BFMTV

Vidéo de Clément Méric : les doutes des policiers

Clément Méric

Clément Méric - -

Une vidéo de la rixe dans laquelle Clément Méric a été tué semble montrer que le militant d'extrême gauche a provoqué le skinhead soupçonné de lui avoir porté un ou plusieurs coups mortels. Mais les images ne seraient pas aussi parlantes, selon un responsable de la police judiciaire.

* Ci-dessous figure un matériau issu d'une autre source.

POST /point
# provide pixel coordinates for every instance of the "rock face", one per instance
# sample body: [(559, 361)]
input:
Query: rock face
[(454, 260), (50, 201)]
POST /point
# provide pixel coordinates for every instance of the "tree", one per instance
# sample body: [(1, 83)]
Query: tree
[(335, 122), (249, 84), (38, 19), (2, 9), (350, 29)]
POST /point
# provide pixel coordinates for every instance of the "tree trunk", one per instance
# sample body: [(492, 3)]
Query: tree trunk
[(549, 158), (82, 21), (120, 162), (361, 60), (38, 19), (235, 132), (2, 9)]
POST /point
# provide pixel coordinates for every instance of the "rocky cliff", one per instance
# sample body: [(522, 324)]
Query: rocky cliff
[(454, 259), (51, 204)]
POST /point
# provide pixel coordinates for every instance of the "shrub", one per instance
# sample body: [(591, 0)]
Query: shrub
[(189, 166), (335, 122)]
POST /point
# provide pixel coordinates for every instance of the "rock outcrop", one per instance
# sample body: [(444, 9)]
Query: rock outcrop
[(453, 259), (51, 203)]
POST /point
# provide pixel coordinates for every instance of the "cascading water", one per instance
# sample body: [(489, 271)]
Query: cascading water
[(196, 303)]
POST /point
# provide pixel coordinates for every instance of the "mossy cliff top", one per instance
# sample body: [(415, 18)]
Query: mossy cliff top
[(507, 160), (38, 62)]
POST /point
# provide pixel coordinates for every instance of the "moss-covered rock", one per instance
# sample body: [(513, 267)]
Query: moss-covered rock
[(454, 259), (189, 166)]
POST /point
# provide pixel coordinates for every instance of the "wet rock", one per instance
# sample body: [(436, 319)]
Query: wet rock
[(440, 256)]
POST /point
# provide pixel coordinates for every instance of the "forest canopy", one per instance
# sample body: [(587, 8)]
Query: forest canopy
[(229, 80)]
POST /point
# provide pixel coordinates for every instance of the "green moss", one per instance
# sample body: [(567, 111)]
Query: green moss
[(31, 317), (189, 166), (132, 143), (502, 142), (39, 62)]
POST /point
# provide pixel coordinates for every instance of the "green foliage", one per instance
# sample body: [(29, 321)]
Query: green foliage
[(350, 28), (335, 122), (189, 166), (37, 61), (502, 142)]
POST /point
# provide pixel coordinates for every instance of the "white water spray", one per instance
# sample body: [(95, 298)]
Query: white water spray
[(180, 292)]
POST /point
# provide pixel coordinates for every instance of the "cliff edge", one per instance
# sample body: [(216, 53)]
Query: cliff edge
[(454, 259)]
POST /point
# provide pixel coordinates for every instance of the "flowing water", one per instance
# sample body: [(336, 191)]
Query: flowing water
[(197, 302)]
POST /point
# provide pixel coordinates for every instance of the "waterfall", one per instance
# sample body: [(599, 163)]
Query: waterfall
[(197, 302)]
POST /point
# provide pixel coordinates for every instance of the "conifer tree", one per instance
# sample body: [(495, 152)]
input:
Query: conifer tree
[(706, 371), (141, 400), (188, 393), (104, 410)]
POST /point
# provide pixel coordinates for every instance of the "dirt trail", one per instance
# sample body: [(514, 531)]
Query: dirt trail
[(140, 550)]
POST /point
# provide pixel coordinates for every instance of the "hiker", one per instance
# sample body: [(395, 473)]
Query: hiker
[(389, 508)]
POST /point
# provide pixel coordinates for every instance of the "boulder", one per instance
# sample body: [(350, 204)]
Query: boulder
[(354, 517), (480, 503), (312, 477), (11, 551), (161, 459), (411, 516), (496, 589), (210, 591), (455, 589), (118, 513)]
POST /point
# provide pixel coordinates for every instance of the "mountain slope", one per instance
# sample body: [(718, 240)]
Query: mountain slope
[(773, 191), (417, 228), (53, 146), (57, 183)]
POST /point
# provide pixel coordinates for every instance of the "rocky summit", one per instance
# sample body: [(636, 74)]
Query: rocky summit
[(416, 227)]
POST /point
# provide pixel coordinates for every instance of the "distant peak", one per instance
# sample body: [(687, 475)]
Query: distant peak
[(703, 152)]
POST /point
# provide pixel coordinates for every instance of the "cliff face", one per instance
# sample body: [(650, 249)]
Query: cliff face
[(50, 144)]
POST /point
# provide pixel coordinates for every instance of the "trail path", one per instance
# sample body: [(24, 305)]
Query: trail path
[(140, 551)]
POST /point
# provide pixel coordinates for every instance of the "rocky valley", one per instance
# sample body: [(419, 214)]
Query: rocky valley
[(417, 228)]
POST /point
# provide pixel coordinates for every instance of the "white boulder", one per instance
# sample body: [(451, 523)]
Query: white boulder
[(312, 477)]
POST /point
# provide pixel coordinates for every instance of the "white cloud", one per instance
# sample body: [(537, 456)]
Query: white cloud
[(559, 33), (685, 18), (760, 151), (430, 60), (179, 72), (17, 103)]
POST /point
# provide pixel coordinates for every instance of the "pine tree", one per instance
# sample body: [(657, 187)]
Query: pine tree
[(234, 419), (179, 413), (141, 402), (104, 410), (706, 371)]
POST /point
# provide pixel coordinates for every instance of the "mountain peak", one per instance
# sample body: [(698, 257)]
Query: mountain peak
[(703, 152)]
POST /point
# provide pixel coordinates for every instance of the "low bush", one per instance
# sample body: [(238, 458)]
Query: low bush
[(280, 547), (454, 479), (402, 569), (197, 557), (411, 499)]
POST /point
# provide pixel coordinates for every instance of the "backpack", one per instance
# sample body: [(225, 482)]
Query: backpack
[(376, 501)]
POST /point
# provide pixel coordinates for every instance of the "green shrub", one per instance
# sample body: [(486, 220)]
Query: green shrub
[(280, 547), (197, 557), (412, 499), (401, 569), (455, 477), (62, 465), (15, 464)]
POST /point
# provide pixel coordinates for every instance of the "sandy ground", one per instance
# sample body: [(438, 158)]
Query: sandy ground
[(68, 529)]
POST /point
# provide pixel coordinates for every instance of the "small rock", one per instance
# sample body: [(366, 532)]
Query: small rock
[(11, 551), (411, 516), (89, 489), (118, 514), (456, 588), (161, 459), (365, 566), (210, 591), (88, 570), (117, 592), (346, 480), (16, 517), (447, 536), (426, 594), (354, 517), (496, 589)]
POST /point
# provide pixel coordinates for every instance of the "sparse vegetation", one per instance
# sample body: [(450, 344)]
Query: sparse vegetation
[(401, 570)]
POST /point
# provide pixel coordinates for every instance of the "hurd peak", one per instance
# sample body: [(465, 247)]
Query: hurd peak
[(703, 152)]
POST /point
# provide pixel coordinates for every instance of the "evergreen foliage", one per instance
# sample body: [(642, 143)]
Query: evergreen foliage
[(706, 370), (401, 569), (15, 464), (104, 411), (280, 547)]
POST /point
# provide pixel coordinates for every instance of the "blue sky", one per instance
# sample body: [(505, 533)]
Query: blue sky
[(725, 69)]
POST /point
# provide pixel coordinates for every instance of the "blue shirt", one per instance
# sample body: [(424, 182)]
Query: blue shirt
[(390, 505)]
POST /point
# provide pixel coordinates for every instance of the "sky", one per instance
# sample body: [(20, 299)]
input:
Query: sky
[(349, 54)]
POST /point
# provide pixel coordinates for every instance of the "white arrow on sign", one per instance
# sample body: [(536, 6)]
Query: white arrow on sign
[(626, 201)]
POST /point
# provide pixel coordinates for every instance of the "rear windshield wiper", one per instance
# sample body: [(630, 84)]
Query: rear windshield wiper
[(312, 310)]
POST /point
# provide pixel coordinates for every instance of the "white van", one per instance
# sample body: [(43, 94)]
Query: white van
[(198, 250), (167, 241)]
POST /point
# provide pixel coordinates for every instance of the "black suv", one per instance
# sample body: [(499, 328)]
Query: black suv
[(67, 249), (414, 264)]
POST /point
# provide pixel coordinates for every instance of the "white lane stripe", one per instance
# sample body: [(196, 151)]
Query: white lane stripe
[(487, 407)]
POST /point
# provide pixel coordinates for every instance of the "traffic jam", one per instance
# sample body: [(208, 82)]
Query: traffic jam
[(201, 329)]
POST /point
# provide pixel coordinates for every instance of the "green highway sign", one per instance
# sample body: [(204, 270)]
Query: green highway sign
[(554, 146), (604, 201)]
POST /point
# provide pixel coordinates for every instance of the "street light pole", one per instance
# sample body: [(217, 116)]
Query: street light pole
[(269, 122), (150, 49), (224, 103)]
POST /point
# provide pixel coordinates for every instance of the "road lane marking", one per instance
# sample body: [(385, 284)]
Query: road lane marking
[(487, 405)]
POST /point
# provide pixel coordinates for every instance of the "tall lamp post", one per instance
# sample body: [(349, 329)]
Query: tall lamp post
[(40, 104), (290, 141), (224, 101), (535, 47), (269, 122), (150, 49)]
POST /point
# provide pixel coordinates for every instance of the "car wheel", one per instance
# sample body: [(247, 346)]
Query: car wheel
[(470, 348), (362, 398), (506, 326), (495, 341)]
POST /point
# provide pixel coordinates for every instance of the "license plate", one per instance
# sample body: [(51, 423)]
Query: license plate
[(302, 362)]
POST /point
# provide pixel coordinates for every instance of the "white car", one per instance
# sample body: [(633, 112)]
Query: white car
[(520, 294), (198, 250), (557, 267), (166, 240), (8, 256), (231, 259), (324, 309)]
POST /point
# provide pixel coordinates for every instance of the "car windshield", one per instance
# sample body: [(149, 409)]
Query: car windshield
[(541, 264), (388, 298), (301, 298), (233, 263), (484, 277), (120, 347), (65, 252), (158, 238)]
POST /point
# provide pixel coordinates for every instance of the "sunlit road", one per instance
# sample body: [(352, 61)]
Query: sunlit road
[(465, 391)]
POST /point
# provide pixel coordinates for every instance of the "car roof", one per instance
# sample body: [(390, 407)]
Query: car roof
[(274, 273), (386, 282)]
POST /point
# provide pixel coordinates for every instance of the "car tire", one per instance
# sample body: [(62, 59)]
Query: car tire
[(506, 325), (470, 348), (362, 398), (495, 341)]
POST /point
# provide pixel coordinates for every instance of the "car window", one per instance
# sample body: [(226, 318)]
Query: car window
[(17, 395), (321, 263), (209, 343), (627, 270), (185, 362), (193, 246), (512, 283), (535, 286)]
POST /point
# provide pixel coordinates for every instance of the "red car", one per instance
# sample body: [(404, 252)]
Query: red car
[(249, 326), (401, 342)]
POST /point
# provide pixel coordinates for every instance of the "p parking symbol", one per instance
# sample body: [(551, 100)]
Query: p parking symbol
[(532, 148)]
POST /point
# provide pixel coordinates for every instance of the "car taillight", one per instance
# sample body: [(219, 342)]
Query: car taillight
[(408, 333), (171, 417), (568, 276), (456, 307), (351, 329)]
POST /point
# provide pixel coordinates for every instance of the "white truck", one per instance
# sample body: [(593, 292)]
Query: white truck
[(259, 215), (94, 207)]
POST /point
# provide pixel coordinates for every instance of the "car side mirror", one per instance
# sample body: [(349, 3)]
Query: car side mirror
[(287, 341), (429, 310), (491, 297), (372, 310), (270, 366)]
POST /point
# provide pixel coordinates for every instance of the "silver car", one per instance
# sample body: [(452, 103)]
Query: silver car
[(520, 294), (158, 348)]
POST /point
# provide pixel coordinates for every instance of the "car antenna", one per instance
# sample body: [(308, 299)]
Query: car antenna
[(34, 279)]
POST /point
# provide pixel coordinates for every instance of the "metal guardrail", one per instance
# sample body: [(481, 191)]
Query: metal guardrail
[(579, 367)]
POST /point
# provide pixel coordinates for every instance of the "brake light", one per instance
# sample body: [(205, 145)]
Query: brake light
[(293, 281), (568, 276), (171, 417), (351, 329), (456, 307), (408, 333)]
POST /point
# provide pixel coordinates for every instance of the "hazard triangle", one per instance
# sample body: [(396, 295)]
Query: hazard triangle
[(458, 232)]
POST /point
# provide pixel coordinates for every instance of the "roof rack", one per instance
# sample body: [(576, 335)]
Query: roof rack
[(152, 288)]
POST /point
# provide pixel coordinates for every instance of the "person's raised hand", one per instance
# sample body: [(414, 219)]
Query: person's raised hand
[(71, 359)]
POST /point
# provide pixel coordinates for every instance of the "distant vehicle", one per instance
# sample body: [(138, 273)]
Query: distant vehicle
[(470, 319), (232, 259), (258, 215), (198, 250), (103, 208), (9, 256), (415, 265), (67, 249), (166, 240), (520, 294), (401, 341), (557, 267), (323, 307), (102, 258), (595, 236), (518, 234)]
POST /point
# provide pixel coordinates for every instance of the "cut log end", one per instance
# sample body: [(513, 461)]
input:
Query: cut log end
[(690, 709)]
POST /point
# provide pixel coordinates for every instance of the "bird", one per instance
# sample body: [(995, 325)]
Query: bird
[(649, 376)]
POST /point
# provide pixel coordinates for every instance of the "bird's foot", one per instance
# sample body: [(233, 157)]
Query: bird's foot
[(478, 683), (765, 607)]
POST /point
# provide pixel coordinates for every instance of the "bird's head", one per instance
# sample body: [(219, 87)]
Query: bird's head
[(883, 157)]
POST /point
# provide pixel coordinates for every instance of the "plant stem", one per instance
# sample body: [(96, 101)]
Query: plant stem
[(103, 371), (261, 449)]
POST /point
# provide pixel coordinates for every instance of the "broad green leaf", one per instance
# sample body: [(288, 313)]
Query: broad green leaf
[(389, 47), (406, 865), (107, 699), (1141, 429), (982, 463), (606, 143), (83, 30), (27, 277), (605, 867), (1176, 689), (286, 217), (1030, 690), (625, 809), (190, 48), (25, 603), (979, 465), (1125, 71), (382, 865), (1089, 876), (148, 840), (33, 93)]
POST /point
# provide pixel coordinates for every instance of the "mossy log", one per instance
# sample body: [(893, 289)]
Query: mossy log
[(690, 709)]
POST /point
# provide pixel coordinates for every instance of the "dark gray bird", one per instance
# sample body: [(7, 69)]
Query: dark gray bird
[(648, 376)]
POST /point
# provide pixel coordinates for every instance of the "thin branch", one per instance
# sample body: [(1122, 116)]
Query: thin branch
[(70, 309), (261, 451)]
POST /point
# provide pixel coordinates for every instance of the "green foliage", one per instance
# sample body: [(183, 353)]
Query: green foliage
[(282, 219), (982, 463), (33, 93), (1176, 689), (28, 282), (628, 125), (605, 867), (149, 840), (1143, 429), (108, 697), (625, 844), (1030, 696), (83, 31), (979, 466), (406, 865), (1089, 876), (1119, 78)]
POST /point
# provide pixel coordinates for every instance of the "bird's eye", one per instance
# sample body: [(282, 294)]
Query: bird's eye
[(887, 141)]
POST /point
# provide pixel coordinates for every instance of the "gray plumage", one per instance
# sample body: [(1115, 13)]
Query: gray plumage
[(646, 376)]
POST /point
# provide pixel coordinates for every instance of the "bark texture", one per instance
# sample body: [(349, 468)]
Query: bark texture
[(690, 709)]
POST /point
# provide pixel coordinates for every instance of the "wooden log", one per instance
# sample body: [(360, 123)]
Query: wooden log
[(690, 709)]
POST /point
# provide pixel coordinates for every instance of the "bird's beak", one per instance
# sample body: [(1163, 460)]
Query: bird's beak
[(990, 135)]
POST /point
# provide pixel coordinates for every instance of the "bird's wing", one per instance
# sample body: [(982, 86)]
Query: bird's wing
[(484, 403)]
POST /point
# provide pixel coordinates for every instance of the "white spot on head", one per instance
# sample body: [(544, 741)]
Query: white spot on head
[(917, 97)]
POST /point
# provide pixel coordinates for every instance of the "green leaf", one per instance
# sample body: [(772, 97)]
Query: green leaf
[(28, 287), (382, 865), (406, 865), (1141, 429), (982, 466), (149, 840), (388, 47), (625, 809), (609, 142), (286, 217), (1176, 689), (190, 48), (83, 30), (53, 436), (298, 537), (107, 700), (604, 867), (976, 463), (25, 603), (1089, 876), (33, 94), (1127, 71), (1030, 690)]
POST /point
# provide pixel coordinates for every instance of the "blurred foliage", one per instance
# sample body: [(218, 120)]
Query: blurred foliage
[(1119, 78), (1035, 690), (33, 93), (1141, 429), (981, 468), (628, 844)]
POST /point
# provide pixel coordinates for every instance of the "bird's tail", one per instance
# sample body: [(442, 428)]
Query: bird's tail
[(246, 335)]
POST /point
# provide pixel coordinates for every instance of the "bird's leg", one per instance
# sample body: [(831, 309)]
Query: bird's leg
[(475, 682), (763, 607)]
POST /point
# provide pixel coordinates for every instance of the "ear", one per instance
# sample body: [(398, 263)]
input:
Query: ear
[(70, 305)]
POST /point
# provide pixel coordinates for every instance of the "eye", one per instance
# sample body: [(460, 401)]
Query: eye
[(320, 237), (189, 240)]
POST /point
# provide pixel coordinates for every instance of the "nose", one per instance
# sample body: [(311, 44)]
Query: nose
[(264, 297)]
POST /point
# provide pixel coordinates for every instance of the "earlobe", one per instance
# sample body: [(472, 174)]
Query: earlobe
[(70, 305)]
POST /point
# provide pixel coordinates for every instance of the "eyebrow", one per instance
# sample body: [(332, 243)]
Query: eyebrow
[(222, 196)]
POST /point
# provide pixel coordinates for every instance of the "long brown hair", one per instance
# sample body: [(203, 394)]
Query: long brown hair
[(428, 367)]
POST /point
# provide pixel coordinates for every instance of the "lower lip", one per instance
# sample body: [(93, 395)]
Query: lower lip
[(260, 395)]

Une vidéo de la RATP exploitée par les enquêteurs relance mardi la polémique sur les circonstances de la mort de Clément Méric, militant d'extrême gauche tué le 5 juin à Paris lors d'une rixe avec des jeunes d'extrême droite.
Selon RTL, on voit Clément Méric « se précipiter vers Esteban Morillo, le meurtrier présumé, alors de dos, semble-t-il pour lui asséner un coup. Le skinhead se retourne alors et le frappe avec son poing en plein visage ». La vidéo ne permet pas de dire de façon formelle si Esteban Morillo donne un deuxième coup, ni s'il a ou non un poing américain, ajoute la radio. Ces images expliqueraient pourquoi le juge d'instruction a mis en examen le principal suspect, Esteban Morillo, pour violences ayant entraîné la mort sans intention de la donner, alors que le parquet avait ouvert une information judiciaire pour homicide volontaire.

« Qu'est-ce que cela changerait ? »

Mais selon un responsable de la police judiciaire cité par Libération.fr, la caméra « ne montre que vingt centimètres au-dessus du sol, c'est-à-dire les jambes des personnes » et les enquêteurs n'ont donc pu voir que « des échanges de coups de pieds ». La PJ ne comprendrait donc pas comment on peut laisser entendre que Méric déclencherait l'agression : « Qu'est-ce que cela changerait si Méric assénait un coup dans le dos à Morillo au cours de la bagarre ? Les échanges de coups ne sont niés par personne, ni côté extrême gauche ni côté extrême droite ».

« Besoin d'identification, please »

Selon l'hebdomadaire Le Point, les enquêteurs disposent de captures d'écran de sites internet proches de la mouvance de Clément Méric, sur lesquels apparaissent dès le 2 décembre 2012 les photos d'Esteban Murillo et sa compagne Katia, au-dessus desquels figure la mention « Besoin d'identification please ». Les policiers se demandent donc si Clément Méric et ses amis du groupe « Antifaf », qualifié par l'extrême droite de « chasseur de skins », avaient identifié Esteban Murillo et ses amis et cherché à les provoquer.